As a part of the team, I had the chance to meet and analyse interviews that took place with more than a dozen of women in politics who have had the experience of running for elections, with some who have also been elected to the local government.
Meeting women in politics, witnessing the work they have accomplished, and listening to their aspirations gave me a sense of pride and representation as I first-hand watched women hold spaces and make decisions.
Getting to know women in politics
As I reflected back on the conversations that allowed me to know about women in politics from close, I was able to note similarities between them that qualify as factors that can increase meaningful political engagement of Nepali women.
It is with financial independence, support from family, and education that women can pave a political path for themselves in their community and beyond.
These women have had a history of engagement in their community as they contributed to its welfare in any way possible. While some were active members of the student unions, others have remained socially active through community initiatives while a few were also a part of the Maoist insurgency.
These women in politics have since then continued their engagements as teachers, social workers, and members of women’s associations within political parties.
Almost all these female politicians we interacted with came from some kind of political background and/or had parents and partners who have been supportive of their political interests.
One of the respondents from Rukum said, “When there is support from family, the society also looks at women in politics positively.” Having a supportive family does make a difference in the political participation of women, especially when one has to tackle gender norms that society at large imposes on women.
Importance of financial independence and education
The other factor that was largely emphasised in most of these conversations was financial independence and financial decision-making. The above-mentioned research has also stated how, according to political parties, the winnability of a candidate is defined by their ability to finance elections.

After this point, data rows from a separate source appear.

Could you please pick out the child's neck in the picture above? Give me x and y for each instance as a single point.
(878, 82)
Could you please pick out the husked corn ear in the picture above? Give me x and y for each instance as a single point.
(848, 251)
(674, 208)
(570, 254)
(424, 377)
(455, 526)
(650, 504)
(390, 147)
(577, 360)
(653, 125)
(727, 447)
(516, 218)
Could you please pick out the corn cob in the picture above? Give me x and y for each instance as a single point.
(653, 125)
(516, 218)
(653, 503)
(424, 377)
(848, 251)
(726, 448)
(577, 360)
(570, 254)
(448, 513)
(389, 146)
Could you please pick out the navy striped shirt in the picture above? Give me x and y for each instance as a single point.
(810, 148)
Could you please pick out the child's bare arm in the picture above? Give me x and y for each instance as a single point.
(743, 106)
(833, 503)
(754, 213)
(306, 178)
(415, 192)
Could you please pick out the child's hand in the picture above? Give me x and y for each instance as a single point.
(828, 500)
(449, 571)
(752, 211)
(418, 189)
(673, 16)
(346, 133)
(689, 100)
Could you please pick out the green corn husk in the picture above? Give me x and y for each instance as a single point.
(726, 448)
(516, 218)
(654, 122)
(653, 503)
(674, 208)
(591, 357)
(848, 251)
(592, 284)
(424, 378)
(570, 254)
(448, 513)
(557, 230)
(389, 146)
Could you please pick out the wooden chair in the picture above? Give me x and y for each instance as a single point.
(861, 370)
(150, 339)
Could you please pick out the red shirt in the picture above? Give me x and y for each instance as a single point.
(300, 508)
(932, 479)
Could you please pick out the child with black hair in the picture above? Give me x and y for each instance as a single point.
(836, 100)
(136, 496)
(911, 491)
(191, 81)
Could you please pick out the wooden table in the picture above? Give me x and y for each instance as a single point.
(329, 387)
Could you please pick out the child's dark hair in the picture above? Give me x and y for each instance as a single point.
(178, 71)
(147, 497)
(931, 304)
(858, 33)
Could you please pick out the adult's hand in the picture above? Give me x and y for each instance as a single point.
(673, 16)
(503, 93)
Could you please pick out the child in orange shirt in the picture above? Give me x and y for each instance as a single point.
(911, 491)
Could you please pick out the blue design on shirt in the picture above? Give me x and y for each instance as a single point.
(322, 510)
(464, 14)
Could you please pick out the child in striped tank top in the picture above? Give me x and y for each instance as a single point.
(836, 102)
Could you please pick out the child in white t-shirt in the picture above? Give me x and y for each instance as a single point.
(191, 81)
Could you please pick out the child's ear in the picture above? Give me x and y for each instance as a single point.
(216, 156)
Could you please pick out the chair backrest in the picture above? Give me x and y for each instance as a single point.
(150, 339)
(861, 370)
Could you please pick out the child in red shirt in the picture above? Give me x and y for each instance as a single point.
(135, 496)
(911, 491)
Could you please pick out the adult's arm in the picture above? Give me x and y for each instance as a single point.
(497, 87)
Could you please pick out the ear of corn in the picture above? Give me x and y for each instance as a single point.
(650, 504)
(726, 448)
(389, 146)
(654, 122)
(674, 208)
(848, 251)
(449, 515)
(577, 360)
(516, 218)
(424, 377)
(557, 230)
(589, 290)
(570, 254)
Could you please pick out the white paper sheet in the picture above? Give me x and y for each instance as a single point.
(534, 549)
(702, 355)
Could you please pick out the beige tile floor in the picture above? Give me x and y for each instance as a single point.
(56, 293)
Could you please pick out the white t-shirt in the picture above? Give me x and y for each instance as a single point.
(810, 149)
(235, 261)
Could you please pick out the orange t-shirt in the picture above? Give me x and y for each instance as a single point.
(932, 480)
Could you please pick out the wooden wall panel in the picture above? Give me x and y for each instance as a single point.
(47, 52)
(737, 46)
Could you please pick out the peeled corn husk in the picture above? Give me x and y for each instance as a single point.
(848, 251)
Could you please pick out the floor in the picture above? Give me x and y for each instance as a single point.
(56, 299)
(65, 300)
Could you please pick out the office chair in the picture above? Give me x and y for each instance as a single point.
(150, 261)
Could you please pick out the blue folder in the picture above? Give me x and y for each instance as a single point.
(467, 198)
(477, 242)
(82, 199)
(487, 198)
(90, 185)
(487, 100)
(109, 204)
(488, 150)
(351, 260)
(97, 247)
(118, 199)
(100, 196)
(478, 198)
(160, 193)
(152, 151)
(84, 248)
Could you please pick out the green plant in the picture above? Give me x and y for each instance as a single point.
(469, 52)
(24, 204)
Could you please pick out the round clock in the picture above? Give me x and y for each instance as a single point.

National Population and Housing Census 2021 of Nepal found that only 23.8 percent of families have their land or housing or both in the ownership of a female household member. While this is a very low percentage (although a slight increase from 2011), the bigger concern remains on the decision-making autonomy of such assets.
With limited authority and a low rate of labour force participation, managing finances for female candidates in elections is an arduous task. This acts as a limitation and barres women from running for elections despite being interested and possessing leadership ability.
Another factor that the female candidates we interviewed stressed was the need for education for women and girls. When asked — What should be done to encourage more women in politics and local government?— they emphasised education.
Most of them had acquired education up to or above the high school level. Four of these interviewees were engaged in the teaching profession prior to joining active politics. They shared how their educational background added as an attribute to their profile and how it build their confidence to create a political pathway for themselves.
And so, efforts are needed early on to ensure more women become candidates and acquire chief executive roles in local government. In a patriarchal society that has long seen men at the forefront of politics, it isn’t an easy task to create your hold where you rightfully deserve.
The difficulty starts right at the beginning when contesting for nominations within the political parties and it persists even after. It is hence crucial that we put in efforts to build their ability and also support them throughout their political journey.